7. Rookie linebacker Ja’Whaun Bentley has a strong performance

Bentley was one of the better run defenders in the FBS last season, but there were concerns about his ability to play in space. Well, the off-the-ball linebacker proved on Thursday that he could play in coverage, making a nice tackle on a third-down play down the field and running well in coverage overall. However, it was that physicality and run defense that proved to be Bentley’s bread and butter once again. On a first-half play on the goal line, Bentley showed great patience and instincts to fill his gap and wait for the ball carrier before delivering a big hit to stop the running back short of the goal line. Bentley’s size (6-2, 260 pounds) is apparent, and you can see how he fits in with the Patriots’ linebackers.

8. Second-year corner Jomal Wiltz takes starter reps at slot corner

One of the surprises of the night came when second-year corner Jomal Wiltz got the call as the third cornerback in the slot with the Patriots’ starting defense. An Iowa State product, Wiltz signed with the Patriots as an undrafted free agent last September and then hung around on the Patriots’ practice squad last season. In college, Wiltz was a bright spot on a bad Iowa State defense. He’s a smooth athlete with good hips and ability to turn out of his backpedal and can play in traffic which explains why the Patriots started him out in the slot on Thursday night. Wiltz will have to prove he can play on special teams as well to earn a roster spot with the Patriots, but it appears that he’s higher on the depth chart than we realized.

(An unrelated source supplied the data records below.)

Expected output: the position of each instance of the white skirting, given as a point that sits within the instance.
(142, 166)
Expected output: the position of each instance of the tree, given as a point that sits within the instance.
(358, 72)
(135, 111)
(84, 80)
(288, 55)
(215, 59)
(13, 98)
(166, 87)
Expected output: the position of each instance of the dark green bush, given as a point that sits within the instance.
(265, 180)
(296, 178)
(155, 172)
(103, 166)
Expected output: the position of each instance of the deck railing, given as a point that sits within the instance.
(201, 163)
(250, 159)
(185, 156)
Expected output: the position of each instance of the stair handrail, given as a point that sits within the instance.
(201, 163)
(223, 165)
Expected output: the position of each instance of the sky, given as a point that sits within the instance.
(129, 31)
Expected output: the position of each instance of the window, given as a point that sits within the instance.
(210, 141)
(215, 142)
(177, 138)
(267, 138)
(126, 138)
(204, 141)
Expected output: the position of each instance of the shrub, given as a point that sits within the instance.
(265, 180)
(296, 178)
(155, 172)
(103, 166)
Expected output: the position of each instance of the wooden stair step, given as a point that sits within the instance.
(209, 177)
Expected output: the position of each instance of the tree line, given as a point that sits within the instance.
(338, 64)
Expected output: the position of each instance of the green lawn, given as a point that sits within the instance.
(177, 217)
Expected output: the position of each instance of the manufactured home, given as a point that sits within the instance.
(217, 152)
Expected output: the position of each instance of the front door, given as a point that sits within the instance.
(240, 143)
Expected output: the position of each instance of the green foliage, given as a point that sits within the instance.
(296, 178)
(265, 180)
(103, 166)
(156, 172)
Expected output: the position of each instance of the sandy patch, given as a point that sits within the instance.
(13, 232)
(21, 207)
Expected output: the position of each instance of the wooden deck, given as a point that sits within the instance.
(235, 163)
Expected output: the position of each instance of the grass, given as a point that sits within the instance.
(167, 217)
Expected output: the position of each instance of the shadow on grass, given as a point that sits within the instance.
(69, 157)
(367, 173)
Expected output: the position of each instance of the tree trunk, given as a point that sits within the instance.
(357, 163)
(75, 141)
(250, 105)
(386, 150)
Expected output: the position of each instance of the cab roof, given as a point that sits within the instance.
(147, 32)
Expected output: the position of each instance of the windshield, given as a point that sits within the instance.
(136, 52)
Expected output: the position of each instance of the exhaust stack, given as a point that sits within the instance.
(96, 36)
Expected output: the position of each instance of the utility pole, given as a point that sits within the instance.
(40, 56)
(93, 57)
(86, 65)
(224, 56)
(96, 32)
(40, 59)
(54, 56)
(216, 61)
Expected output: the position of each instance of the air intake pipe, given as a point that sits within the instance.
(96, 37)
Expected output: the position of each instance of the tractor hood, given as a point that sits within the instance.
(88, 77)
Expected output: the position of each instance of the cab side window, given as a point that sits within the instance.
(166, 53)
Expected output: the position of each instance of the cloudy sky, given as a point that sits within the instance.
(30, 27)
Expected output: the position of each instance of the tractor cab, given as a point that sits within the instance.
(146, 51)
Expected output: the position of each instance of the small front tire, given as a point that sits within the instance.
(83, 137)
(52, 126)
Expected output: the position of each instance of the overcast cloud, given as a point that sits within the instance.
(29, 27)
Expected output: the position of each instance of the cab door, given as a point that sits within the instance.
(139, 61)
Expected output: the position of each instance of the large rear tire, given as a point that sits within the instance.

9. Second-year cornerback Ryan Lewis plays well in coverage

One of my main takeaways from this game that will likely go under the radar was the play of second-year corner Ryan Lewis. Lewis spent all of last season on the Patriots’ practice squad, but the team paid him a little bit of extra cash to keep him around. His physicality on the outside was apparent as he continuously threw receivers off their route paths and delivered some nasty hits.

On one play, Lewis was in zone coverage and came off his assignment to lay out Redskins receiver Trey Quinn. That kind of awareness, closing speed and ability to finish with the hit will win Patriots coaches over. Lewis did, however, miss a block as a result of celebrating too early on Geneo Grissom’s fumble return, something he’ll hear about in the film room tomorrow.

10. Braxton Berrios and Riley McCarron take their roster battle to special teams

It’s becoming more and more apparent that there may only be room for either Braxton Berrios or Riley McCarron on the Patriots’ 53-man roster, and the winner of that roster battle will likely earn the spot on special teams. Both wideouts got plenty of chances to return kickoffs and punts on Thursday night, and both had their moments with McCarron’s 25-yard kickoff return being the highlight. Without Julian Edelman for the first four weeks, the Patriots’ punt return job is wide open, and that could be an easy way for one of these two to make the roster out of camp. Right now, I’d give the slight edge to Berrios due to his ability to develop long-term into a more productive slot receiver than McCarron, but this one will likely come down to the wire.